Congress routinely has passed legislation to delay cuts called for by the SGR, but physicians face substantial reductions in their Medicare reimbursements each time the "doc fix" expires. The most recent doc fix delayed the cuts until Jan. 1, 2014, at which time physicians face about a 25% reduction to the Medicare reimbursement rates (California Healthline, 2/7).
On Thursday, leaders from the House Energy and Commerce and Ways and Means committees outlined the three phases:
- Repeal the SGR and provide fixed payment rates for a still-to-be-determined period;
- Move away from the current fee-for-service system to one that rewards physicians for quality care; and
- After a number of years, build upon improvements by rewarding efficiency through bonus payments for doctors who deliver efficient care.

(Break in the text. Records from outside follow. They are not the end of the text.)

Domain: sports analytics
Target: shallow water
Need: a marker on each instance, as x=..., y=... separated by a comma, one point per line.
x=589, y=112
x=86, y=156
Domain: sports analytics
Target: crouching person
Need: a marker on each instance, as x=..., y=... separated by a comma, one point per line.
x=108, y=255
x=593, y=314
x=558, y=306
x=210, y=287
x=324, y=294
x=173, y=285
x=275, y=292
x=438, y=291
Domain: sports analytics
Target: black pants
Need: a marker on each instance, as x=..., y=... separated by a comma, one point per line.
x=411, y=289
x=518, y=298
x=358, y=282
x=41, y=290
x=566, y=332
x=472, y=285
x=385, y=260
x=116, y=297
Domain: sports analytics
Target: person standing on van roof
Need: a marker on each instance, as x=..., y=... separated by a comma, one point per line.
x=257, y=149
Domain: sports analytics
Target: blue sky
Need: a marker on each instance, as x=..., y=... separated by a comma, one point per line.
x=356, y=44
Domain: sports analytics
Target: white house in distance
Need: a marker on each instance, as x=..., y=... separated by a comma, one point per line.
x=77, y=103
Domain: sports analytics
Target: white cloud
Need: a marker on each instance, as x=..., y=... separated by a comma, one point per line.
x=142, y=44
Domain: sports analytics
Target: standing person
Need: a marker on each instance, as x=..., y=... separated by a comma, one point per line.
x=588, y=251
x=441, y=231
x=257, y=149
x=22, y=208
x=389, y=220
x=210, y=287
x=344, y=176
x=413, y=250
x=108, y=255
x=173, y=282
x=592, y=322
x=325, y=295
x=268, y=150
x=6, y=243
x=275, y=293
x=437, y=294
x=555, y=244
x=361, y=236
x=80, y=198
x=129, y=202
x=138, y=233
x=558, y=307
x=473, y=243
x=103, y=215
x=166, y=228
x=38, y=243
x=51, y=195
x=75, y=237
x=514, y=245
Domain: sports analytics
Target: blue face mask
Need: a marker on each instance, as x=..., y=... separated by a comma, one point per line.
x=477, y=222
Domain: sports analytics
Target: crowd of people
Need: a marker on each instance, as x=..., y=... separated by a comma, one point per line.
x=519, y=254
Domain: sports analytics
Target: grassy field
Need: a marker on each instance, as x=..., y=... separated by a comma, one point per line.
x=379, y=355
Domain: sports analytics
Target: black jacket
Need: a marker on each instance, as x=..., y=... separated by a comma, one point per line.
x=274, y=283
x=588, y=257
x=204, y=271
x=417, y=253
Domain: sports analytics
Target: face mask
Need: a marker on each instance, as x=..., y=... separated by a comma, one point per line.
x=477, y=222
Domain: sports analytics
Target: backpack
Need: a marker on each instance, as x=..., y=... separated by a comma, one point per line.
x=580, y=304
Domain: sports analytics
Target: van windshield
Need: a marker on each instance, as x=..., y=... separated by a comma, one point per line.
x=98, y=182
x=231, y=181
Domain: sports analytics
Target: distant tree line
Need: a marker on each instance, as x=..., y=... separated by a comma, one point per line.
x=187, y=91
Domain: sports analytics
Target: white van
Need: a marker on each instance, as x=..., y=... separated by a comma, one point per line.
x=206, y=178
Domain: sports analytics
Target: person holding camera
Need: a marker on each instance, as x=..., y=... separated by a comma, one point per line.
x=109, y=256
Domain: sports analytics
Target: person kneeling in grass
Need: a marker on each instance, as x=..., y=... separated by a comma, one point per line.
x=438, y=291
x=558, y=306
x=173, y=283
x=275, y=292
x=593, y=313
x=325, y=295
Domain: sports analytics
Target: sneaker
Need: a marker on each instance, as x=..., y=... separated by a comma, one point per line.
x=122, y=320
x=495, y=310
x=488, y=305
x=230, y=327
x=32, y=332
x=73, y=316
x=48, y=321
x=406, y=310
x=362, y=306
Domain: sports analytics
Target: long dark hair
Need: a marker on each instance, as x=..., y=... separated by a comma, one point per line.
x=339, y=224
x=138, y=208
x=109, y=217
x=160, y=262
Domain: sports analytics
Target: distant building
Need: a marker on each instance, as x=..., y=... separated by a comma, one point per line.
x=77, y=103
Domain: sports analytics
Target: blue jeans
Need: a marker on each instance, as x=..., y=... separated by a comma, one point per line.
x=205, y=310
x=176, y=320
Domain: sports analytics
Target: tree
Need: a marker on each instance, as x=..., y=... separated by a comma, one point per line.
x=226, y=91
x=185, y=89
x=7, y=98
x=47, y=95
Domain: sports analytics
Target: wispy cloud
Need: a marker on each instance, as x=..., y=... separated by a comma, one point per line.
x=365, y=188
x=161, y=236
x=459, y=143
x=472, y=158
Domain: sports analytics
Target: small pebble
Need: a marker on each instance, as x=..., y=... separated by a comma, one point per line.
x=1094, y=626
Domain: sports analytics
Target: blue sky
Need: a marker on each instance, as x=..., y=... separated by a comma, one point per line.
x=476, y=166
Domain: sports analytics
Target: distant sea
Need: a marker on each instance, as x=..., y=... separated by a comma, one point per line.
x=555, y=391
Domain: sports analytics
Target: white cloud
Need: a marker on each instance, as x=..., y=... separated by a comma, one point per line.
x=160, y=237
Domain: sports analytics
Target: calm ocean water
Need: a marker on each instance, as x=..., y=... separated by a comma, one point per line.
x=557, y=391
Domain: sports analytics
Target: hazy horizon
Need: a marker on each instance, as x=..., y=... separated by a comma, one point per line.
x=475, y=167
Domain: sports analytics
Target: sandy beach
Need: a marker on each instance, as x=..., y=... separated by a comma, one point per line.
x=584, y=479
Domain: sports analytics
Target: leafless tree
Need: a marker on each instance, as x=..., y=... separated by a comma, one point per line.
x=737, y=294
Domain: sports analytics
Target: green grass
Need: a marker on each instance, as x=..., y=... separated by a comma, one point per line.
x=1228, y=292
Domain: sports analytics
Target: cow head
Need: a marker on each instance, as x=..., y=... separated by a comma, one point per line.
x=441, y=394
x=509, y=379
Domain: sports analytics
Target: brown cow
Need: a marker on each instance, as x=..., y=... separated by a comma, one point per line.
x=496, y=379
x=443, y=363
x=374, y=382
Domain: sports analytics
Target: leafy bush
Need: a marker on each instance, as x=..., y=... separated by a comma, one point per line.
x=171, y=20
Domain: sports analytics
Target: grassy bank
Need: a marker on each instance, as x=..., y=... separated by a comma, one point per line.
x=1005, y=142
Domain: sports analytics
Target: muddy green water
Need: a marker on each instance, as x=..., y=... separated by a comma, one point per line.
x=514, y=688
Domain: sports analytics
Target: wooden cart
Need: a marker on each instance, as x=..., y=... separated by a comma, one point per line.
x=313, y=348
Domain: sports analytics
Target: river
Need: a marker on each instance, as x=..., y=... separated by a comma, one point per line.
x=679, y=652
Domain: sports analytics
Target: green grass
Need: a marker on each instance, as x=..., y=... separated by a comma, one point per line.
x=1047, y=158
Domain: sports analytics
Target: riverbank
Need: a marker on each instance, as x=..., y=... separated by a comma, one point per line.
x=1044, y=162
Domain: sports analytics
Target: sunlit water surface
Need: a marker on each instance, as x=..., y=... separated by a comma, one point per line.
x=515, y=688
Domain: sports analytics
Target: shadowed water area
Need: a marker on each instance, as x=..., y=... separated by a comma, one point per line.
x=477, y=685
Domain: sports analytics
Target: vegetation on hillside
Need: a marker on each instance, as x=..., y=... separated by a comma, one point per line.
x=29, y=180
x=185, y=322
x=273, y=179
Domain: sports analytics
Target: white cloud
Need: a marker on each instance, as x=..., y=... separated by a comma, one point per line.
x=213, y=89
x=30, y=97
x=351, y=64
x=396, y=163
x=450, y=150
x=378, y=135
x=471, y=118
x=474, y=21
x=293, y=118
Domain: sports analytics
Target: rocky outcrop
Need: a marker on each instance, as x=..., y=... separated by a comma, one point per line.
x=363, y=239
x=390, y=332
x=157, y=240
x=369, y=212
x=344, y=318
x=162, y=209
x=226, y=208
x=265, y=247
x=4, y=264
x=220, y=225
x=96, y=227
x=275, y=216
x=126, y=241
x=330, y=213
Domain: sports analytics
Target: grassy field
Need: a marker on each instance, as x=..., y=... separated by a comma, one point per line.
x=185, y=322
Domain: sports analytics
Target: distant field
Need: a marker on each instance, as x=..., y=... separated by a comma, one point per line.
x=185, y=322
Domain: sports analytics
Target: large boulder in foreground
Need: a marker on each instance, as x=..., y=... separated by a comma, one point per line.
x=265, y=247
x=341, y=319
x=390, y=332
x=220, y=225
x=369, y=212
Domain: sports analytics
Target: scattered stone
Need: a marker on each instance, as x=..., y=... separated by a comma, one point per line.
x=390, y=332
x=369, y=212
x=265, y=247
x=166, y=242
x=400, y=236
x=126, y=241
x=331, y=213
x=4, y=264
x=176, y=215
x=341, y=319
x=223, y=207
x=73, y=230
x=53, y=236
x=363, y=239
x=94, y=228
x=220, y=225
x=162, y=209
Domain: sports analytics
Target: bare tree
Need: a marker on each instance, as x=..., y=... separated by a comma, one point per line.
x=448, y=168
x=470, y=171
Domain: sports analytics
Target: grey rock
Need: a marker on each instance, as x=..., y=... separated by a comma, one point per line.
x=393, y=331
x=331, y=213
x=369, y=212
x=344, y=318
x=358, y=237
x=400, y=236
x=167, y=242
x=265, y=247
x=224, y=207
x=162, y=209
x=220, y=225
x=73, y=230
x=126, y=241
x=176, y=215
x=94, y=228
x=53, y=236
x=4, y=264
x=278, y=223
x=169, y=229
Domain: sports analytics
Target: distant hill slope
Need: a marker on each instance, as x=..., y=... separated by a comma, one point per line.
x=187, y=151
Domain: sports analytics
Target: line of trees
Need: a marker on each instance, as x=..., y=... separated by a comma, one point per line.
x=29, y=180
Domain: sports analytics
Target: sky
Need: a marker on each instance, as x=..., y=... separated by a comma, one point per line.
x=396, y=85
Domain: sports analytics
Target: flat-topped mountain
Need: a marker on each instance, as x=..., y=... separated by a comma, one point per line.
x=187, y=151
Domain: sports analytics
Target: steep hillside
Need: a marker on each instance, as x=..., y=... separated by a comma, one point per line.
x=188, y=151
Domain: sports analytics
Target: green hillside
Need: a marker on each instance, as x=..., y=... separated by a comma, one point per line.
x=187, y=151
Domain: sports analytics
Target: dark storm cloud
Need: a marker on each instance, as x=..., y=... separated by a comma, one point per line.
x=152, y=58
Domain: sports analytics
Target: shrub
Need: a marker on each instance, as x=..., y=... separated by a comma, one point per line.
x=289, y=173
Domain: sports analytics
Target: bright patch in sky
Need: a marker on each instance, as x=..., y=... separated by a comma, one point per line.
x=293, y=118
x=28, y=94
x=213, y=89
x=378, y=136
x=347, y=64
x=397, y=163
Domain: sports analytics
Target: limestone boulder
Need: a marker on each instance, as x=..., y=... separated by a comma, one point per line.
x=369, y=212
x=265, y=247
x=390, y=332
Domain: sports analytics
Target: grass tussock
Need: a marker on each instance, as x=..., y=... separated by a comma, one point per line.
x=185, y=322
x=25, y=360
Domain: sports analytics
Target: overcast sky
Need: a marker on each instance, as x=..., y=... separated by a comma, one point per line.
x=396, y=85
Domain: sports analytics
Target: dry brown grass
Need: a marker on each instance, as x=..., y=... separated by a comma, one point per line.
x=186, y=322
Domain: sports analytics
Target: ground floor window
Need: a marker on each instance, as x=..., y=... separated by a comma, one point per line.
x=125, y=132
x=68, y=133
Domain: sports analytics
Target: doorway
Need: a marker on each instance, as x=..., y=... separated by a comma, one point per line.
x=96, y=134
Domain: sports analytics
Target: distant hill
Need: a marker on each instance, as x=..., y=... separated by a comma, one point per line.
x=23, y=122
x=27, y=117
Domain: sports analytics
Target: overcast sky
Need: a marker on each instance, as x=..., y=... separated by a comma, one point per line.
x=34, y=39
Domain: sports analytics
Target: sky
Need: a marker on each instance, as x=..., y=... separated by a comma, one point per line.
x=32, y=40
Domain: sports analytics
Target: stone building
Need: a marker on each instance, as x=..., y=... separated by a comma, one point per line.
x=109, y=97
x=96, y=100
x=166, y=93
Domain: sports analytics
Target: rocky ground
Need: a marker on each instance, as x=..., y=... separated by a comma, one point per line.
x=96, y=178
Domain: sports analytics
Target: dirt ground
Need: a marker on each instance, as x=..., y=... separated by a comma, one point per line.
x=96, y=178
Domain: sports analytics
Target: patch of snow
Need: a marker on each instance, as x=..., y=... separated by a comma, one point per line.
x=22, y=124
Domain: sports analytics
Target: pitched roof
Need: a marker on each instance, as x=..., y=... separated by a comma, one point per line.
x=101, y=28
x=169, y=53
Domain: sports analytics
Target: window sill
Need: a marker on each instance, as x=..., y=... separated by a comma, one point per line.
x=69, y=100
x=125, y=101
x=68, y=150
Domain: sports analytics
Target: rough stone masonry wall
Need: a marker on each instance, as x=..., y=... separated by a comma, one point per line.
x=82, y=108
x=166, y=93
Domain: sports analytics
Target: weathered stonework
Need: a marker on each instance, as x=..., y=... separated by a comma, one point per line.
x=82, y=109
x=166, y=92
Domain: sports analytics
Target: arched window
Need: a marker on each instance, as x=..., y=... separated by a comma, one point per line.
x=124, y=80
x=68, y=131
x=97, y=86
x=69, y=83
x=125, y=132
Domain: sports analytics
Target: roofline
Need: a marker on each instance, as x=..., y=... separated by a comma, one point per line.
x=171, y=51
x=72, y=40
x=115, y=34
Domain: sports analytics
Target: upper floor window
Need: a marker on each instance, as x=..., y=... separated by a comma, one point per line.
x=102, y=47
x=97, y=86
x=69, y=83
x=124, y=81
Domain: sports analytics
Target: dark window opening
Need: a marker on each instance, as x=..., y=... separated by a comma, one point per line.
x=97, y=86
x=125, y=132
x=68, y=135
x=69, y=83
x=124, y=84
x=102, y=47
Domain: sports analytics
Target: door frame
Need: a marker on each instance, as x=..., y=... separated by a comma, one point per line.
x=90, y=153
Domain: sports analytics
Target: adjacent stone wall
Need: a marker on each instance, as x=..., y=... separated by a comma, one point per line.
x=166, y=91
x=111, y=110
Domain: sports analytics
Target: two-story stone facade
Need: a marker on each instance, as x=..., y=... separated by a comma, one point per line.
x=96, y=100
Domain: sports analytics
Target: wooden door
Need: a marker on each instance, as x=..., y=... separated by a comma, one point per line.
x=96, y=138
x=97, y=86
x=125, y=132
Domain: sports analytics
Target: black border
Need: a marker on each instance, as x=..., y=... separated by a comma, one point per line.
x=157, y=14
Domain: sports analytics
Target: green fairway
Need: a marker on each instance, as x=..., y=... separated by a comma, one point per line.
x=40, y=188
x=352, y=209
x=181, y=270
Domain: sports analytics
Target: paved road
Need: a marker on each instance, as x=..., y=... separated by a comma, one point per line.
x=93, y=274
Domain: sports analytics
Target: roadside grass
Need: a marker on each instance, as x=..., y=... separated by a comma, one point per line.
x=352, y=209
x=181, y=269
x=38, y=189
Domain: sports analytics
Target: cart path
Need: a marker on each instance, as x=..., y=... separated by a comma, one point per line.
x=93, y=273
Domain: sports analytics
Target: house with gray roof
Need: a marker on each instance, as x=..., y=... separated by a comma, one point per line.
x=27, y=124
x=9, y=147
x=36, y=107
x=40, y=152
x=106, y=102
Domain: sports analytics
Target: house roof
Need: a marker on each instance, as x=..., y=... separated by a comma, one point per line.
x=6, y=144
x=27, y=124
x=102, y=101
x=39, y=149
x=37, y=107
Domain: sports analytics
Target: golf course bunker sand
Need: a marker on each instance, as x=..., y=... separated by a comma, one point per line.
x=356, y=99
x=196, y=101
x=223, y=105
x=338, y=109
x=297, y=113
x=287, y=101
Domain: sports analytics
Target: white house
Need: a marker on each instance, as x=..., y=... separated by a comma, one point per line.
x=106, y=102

Another component of the GOP plan is not to increase the federal deficit, MedPage Today notes. According to new estimates released by the Congressional Budget Office this week, repealing the SGR would cost $138 billion over a decade -- more than $100 billion less than previous estimates. However, an Energy and Commerce aide said the lawmakers have not yet determined offsets for their plan.
The committees are soliciting public comments on the proposal by Feb. 25. However, no time frame for action has been set for after stakeholders submit comments.
Prospects for Bipartisan Compromise
Thursday's proposal is similar to a bill (HR 574) introduced Wednesday by Reps. Joe Heck (R-Nev.) and Allyson Schwartz (D-Pa.). Though both Republicans and Democrats have pledged bipartisan support for the SGR repeal, it is unclear how the two proposals would work together, if at all, MedPage Today notes (MedPage Today, 2/7).
In a statement, Ways and Means Chair Dave Camp (R-Mich.) said, "It is time to bring Medicare into the 21st century." He added, "Achieving that goal will be an all hands on deck effort, and we want all the stakeholders -- doctors, patients and others -- to be a part of that process" (Baker, "Healthwatch," The Hill, 2/7).